This isn't happening. Maintaining binary compatibility between *minor*
releases is already problematic, see [1] for a recent example, so we
*definitely* aren't going to extend our guarantees even further.

> 2) Going 'unnecessary-sigil' optional.
> If a symbol has a unique type (SCALAR, sub, HASH, etc), and is declared
> before use by 'whatever appropriate mechanism', and there is no introduced
> ambiguity, then the sigil can be left off.  In any case of ambiguity or
> where the same symbol is used with more than one type, or where the symbol
> isn't defined, a sigil would be required in the same way it currently is.
> There are likely sub-issues associated with this, but past programs, that
> use sigils would continue to execute the way they do now (compatibility).

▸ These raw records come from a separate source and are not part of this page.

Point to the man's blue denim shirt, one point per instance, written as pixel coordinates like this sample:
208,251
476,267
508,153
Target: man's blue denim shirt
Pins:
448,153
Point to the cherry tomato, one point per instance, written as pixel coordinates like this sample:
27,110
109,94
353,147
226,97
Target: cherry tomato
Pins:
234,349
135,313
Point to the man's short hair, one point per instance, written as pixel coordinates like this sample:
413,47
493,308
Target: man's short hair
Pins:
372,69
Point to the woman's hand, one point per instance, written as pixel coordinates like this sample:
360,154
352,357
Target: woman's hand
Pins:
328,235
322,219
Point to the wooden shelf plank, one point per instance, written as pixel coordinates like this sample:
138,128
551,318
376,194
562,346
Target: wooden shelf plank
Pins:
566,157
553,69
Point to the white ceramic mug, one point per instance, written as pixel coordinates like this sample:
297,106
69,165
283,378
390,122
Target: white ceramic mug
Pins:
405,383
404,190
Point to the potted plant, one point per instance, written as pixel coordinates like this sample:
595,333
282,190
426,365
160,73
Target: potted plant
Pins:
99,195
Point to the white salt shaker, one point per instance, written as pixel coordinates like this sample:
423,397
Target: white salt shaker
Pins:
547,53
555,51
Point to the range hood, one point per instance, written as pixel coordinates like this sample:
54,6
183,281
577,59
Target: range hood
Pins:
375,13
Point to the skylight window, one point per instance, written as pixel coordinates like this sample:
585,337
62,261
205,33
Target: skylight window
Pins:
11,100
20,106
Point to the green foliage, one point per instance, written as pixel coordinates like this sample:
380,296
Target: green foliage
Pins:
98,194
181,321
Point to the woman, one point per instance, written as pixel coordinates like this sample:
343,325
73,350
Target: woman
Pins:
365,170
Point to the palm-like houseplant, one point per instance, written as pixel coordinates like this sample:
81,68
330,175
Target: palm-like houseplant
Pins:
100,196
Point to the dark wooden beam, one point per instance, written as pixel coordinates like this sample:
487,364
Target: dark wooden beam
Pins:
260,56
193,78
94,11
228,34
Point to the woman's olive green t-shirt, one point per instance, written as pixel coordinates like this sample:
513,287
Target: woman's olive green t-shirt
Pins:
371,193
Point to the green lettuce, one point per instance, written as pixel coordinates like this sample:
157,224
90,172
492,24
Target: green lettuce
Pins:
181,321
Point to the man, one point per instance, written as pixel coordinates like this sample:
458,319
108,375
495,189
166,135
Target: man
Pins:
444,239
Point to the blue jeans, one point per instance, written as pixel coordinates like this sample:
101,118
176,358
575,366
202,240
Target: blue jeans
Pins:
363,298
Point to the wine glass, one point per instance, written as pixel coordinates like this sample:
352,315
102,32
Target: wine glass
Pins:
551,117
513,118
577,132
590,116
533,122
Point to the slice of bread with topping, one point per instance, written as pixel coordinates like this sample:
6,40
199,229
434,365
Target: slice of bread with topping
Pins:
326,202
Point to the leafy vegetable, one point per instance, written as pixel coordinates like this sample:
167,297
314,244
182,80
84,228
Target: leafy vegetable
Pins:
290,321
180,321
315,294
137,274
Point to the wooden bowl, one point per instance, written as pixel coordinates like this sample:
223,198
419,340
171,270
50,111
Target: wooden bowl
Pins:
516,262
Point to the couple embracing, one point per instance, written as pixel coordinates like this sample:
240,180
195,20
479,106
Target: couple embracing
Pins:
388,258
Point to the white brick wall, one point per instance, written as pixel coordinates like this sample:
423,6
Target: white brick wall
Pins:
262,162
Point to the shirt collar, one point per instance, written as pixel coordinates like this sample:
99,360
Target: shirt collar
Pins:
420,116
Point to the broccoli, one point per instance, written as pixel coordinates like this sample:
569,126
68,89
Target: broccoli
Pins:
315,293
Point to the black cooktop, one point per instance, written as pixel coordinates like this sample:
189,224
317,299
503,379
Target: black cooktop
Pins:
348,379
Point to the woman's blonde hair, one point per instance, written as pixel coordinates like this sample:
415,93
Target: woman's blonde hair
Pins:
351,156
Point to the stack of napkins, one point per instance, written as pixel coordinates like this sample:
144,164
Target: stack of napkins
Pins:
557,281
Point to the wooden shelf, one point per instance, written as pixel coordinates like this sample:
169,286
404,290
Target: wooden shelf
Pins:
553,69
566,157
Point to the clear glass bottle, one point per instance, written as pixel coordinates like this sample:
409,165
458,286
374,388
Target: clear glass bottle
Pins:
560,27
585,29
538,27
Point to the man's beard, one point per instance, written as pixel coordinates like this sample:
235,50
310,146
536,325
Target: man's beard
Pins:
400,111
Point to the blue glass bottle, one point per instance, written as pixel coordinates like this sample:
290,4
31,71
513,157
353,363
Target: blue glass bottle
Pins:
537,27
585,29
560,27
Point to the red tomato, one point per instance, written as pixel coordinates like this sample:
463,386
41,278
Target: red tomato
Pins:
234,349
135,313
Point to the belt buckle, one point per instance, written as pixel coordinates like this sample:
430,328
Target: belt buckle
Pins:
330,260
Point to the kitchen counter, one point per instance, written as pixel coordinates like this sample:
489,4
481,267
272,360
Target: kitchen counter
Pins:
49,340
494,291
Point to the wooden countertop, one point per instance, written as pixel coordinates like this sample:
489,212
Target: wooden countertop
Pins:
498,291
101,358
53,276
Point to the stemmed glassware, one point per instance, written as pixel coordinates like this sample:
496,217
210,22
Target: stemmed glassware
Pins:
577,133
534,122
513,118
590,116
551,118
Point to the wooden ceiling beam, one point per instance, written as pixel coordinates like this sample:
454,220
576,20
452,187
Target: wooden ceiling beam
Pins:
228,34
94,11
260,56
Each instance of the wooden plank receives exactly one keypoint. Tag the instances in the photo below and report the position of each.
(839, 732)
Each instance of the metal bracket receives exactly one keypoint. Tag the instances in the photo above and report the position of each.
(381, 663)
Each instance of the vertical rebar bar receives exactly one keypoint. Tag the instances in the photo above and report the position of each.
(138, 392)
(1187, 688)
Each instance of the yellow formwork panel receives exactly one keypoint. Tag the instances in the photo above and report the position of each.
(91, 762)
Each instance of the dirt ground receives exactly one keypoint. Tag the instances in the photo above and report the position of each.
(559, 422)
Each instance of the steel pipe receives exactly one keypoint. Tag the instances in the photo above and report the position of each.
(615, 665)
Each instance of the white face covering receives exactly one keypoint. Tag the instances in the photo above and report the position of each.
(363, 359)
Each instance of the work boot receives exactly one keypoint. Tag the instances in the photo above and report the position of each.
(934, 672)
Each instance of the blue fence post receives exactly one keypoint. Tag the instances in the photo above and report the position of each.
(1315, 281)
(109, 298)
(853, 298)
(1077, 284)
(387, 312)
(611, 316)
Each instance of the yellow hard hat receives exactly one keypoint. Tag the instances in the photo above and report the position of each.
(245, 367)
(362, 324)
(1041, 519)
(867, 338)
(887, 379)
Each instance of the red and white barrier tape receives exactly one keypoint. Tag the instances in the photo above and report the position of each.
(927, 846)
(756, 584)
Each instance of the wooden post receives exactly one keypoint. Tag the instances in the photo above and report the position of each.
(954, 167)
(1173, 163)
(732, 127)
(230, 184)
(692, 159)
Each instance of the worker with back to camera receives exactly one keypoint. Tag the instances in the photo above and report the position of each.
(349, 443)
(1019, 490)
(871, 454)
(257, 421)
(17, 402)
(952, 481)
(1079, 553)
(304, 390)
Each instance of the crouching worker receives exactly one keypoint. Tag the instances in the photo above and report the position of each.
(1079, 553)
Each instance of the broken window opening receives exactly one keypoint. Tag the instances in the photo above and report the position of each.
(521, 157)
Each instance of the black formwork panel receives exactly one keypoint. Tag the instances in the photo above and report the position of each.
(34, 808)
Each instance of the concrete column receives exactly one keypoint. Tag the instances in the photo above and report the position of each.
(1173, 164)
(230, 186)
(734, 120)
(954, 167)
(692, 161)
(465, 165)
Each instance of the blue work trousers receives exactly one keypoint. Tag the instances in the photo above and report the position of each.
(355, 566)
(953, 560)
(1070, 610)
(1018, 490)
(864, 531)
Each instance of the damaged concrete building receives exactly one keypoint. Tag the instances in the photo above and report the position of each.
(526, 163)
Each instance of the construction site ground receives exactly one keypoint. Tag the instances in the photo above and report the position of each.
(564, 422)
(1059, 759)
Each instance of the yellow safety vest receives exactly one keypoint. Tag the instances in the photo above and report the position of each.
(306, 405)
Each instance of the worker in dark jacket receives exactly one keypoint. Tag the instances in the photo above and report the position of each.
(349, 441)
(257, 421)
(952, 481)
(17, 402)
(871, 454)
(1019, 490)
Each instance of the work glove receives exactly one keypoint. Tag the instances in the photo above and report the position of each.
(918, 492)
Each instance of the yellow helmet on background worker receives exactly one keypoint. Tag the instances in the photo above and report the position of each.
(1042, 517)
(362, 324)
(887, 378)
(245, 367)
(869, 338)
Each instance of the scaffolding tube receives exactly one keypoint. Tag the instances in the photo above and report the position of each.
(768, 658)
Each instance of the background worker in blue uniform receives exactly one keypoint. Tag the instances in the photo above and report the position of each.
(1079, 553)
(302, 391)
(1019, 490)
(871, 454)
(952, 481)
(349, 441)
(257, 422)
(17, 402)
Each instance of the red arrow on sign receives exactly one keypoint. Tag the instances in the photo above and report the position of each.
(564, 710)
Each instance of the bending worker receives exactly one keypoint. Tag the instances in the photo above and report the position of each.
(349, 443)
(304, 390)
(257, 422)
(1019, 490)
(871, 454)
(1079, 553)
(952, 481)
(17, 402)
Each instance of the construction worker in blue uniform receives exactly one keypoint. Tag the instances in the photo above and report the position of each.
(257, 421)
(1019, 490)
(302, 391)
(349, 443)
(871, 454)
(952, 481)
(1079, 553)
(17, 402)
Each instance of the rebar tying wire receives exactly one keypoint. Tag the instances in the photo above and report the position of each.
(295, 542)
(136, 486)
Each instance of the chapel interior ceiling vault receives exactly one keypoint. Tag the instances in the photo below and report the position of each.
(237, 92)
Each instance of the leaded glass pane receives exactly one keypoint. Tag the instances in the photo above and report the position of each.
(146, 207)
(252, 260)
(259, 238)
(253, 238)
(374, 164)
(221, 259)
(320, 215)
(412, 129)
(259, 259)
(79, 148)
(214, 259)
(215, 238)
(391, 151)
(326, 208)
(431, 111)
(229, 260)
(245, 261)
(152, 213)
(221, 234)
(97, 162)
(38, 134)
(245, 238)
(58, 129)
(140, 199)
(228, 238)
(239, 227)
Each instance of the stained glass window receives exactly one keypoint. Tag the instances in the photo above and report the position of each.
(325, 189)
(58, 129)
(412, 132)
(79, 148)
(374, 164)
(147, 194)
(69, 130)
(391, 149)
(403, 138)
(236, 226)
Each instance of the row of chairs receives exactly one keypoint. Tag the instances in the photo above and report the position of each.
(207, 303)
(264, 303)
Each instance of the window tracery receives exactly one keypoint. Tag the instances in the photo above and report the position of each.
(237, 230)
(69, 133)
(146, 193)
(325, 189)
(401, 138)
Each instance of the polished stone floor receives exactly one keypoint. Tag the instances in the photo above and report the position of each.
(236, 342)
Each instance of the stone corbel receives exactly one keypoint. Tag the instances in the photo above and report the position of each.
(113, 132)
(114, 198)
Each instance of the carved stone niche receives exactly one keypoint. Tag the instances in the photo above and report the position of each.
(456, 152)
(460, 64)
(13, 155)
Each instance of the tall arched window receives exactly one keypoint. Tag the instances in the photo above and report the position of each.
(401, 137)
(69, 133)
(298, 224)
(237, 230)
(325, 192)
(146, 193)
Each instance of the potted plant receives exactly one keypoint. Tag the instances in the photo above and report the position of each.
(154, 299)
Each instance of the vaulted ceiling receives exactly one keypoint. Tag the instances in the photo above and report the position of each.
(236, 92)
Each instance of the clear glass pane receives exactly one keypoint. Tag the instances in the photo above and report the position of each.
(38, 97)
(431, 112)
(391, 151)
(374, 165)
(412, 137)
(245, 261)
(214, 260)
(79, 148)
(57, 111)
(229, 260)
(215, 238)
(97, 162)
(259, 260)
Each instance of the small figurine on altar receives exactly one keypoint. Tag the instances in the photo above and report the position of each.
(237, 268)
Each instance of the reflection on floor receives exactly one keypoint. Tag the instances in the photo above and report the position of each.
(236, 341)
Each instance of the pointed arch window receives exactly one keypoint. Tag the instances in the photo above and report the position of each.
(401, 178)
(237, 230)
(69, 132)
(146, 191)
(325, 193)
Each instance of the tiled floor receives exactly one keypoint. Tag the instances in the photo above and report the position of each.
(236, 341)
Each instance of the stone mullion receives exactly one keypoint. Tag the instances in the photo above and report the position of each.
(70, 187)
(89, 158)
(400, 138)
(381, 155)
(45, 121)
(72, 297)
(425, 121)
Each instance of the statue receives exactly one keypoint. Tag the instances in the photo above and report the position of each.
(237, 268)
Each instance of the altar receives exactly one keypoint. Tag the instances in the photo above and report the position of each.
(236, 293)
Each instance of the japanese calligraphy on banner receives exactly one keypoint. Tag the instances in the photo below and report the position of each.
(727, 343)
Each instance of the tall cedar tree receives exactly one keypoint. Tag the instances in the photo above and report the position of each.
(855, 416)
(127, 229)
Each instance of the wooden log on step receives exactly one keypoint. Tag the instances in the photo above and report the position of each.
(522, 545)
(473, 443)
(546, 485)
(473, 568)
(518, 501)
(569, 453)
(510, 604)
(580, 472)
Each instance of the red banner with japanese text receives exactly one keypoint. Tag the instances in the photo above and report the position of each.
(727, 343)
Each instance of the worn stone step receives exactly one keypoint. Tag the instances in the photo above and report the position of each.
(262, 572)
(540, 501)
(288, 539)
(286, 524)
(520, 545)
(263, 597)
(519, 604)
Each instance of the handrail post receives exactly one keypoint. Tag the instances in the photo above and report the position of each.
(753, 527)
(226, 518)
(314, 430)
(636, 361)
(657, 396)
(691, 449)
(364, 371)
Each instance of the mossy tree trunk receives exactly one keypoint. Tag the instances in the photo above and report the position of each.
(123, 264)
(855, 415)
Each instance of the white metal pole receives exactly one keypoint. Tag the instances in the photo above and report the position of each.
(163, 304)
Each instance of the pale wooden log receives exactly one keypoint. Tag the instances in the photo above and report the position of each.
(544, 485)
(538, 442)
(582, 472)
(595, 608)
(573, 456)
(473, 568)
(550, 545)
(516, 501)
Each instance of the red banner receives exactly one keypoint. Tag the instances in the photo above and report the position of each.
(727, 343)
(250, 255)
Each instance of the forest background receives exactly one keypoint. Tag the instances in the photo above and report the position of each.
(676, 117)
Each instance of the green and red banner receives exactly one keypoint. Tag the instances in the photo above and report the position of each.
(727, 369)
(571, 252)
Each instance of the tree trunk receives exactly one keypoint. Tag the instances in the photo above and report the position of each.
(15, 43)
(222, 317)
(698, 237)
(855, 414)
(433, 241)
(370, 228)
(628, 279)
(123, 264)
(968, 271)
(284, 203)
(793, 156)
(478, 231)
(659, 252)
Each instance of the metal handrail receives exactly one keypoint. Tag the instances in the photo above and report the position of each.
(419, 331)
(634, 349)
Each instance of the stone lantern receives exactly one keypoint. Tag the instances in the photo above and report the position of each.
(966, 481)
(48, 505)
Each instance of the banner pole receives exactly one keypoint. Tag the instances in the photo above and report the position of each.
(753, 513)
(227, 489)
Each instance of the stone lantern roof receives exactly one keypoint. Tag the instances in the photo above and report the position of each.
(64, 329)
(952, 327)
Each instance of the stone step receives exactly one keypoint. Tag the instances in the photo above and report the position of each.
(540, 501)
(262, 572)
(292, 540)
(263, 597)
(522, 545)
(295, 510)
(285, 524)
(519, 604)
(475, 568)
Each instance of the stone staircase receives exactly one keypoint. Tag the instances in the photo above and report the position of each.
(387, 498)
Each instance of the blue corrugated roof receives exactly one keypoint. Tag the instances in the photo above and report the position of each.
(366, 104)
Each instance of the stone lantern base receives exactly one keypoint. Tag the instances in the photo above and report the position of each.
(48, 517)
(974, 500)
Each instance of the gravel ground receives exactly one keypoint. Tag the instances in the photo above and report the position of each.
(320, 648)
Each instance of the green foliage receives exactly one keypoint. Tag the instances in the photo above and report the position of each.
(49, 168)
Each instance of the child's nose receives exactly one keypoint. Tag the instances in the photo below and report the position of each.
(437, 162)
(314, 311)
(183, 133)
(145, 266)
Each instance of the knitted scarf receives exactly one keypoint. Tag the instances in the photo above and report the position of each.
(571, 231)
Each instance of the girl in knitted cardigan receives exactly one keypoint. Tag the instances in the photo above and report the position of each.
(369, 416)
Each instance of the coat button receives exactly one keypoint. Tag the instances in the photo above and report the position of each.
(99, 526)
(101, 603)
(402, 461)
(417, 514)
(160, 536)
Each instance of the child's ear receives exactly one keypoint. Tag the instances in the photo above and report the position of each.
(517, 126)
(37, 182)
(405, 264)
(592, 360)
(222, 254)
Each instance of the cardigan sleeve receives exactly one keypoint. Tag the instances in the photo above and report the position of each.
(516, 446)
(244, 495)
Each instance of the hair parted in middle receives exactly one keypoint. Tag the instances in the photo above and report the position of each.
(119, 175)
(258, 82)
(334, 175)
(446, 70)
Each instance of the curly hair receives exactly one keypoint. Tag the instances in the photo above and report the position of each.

> Only programs observing safe definitions & restrictions would be able
> to make use of the new syntax.
> This would allow a perl program to be much less busy and less complicated as
> users wouldn't need to to prepend sigils to everything (possibly only to
> calls/usages of old code).
> Of course, this is taking perl's knowledge of the type of a 'symbol'
> to the next logical step.  If a new program doesn't over-define a symbol
> to be of more than one type, it wouldn't need sigils to disambiguate them.
> It does require that all symbols be defined so perl knows their type.
> For many users -- especially new users, this new semantic would eliminate the
> largest single complaint about perl.
> Fortunately or unfortunately, I believe you'll find auto-deref to be
> "assumed" to work, since if one has a sigil-less symbol, you have even
> less type-syntax (in the form of a sigil prefix) than you would with
> auto-deref.  I didn't dream up this idea of sigil-less syntax to support
> auto-deref, but I have seen restoring auto-deref as a necessary step, as
> well as being consistent with current perl syntax supporting random-access
> item dereferencing. ($aref->[X], $href->{X})
> It may not seem like a sexy research topic, but I do believe it to be
> necessary to save the language from its largest criticism.